ILLINOIS (WCIA) — Students’ proficiency in English and math is on the rise but still not quite above pre pandemic levels. That’s based on the Illinois State Board of Education’s annual report card giving a snapshot of how schools and districts across the state are performing in certain educational areas.

“We certainly could always want to see a greater growth than what you saw this year, but this was significant growth, specifically in English language arts,” Dr. Tony Sanders, the State Superintendent of Education, said in a call with reporters about the report card.

The report card outlines an increase of English proficiency by 16% since last year. Four percent more students were proficient in math as well.

Dr. Tony Sanders, the State Superintendent of Education, said these numbers indicate a strong recovering after the COVID-19 pandemic uprooted many students’ education.

“Although we still have quite a distance to travel, educators and families should be proud of the remarkable progress we see on the 2023 Illinois report card,” Sanders said.
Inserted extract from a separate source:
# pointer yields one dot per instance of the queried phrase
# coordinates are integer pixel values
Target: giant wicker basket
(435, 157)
State officials noted Black students in particular made significant learning gains. Sanders attributes the change to the Evidence Based Funding formula, a 2017 law that gives more money to underfunded schools each year.

“We live for years under a system of funding that was really one of the most inequitable in the country,” Sanders said. “And now we have one, that for the last several years has directed resources to the districts and the students who need it the most.”

Data in the report shows that the high school graduation rate is more than 87%, a 13 year high.

The report also found more of the state’s ninth graders are on track to graduate. Jennifer Gill, the Springfield School District 186 Superintendent, says the district has created a pilot program to make sure more students get their diplomas.

“Oftentimes students’ attendance was the number one determination that why they weren’t on track,” Gill said. “Others, they had social emotional learning needs and things that we needed to support them in looking at them as a whole student, not just a test score.”

The retention of teachers across the state is at 90.2% percent, the highest it’s ever been.

There are still some major problems from the pandemic still remaining for schools. Chronic absenteeism still remains high, well after schools have returned to the classroom. 30% of students in Illinois missed more than 17 days of school last year.

The days students have to miss school to be considered chronically absent include sick days. COVID-19 quarantine rules still apply, so if a student tests positive for the virus, they are asked to stay home for five days which adds to that total.

State officials are trying to find ways that lower that number for the next report card.

“To continue to address absenteeism we have to establish, reestablish strong relationships with parents and families,” Sanders said. “We have to make the case for the value of school and the value of attendance every day.”

To find the report of a specific school in Illinois, you can visit the state board of education’s website.